Listed Building – Category A
- Official name: Queen's Cross Church (Church of Scotland), including gatepiers and boundary walls
- Designated: 12 January 1967
- Reference no.: LB19948

= Queen's Cross Church, Aberdeen =

Queen's Cross Church is a congregation of the Church of Scotland. It is located at the intersection of Carden Place and Albyn Place, at Queen's Cross in the heart of Aberdeen's west end business community. It is a short walk from the main
shopping areas of the city and several main hotels. The Church united with the congregations of Midstocket Church, Holburn West Church and Rubislaw Church to form Fountainhall Church in June 2023. The church was designated as a Category B listed building in 1967 and was upgraded to Category A in 1984.

== History ==
The Revd Dr Edmund S. P. Jones was minister at Queen's Cross from 1965 until 1983. During his tenure the church experienced a period of significant change and growth: In 1975 the old church manse on Desswood Place was sold and a new manse was purchased nearby on St. Swithin Street; the church facilities were expanded with the construction of a nursery wing in 1971; and the church sanctuary was redesigned and redecorated by architect James Roy for its centenary in 1981.

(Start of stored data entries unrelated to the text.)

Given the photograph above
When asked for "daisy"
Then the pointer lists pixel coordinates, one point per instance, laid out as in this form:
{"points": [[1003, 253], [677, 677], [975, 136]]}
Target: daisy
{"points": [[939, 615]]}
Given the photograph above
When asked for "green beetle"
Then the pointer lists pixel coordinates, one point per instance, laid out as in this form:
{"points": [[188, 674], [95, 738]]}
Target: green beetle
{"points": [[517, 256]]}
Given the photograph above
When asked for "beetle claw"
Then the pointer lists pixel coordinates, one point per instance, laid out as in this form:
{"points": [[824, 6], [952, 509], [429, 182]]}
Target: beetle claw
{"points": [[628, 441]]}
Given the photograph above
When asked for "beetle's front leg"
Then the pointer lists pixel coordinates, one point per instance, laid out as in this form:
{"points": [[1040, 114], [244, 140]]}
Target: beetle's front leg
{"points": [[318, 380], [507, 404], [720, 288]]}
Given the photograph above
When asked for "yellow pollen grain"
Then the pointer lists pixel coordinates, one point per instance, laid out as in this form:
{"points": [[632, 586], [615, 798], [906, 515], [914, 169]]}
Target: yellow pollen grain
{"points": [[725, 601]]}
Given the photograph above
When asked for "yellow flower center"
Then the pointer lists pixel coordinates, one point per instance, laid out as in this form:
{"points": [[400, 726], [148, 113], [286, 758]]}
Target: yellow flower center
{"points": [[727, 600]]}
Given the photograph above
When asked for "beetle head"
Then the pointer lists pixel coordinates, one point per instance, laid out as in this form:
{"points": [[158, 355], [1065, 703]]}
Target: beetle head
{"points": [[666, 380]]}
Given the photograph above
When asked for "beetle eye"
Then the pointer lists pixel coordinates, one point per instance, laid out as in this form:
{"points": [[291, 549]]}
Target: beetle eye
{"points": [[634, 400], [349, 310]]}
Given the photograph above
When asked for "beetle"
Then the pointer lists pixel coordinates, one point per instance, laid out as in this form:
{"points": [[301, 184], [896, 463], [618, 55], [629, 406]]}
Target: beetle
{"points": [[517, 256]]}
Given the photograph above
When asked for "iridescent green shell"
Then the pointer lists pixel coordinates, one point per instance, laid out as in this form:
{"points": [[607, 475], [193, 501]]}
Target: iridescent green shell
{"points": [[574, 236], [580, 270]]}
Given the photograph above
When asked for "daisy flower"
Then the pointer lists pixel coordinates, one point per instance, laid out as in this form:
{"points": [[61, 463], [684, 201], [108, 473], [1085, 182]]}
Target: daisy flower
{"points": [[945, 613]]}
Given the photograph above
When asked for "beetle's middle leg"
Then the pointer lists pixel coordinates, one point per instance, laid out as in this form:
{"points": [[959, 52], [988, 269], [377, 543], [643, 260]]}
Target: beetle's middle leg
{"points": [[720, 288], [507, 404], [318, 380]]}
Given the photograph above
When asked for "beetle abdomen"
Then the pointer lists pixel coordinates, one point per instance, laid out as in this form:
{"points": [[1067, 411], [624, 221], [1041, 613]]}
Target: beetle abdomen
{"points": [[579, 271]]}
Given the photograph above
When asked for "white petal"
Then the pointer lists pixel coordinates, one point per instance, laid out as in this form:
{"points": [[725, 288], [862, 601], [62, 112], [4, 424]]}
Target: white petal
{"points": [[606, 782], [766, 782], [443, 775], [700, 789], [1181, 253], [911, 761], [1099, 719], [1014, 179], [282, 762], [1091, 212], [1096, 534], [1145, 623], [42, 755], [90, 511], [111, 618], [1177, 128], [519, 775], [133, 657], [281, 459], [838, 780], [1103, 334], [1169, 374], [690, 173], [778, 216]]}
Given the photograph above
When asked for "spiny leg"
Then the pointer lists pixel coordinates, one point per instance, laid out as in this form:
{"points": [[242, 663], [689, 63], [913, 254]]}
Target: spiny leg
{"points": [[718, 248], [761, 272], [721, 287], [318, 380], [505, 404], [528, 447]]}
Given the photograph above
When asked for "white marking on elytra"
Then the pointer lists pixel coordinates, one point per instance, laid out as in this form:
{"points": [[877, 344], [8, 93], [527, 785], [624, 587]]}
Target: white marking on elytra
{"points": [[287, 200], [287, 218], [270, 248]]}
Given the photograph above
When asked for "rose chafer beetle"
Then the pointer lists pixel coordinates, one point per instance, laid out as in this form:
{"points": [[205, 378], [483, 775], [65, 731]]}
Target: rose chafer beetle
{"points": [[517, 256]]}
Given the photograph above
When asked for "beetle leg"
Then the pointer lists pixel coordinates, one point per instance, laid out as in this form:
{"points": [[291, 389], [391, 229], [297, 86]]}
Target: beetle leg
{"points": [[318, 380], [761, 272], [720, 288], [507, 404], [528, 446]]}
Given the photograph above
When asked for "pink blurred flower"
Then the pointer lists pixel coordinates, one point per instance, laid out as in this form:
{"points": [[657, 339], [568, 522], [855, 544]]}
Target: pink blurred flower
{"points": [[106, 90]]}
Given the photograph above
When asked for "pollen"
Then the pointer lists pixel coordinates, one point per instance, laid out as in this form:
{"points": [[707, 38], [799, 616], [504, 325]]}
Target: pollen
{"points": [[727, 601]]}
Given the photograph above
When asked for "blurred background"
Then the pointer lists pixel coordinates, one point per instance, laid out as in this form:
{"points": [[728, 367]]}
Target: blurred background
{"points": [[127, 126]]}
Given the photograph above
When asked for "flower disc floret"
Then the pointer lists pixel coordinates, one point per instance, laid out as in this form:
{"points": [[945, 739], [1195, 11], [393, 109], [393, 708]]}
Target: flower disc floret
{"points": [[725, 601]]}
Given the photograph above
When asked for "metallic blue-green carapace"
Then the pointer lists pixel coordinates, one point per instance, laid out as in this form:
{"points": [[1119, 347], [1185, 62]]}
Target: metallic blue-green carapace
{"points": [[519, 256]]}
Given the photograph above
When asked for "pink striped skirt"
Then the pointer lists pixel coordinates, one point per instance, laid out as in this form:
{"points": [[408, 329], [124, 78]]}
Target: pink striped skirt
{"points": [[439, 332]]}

When Dr Jones moved to America in November 1983 he was replaced at Queen's Cross by the Revd Bob Brown, who was minister from 1984 until his retirement in 2008.

The church was at the centre of an online protest from fellow Church of Scotland clergy when Revd Scott Rennie, an openly gay minister, was appointed in 2009. Upon hearing of Rennie's new position, the Westboro Baptist Church announced its intention to picket the church in protest. Pastor Fred Phelps and his daughter Shirley Phelps-Roper planned to travel to Scotland to begin their protest, however their entry to the country was blocked as the WBC had been banned from coming into the country since 2009.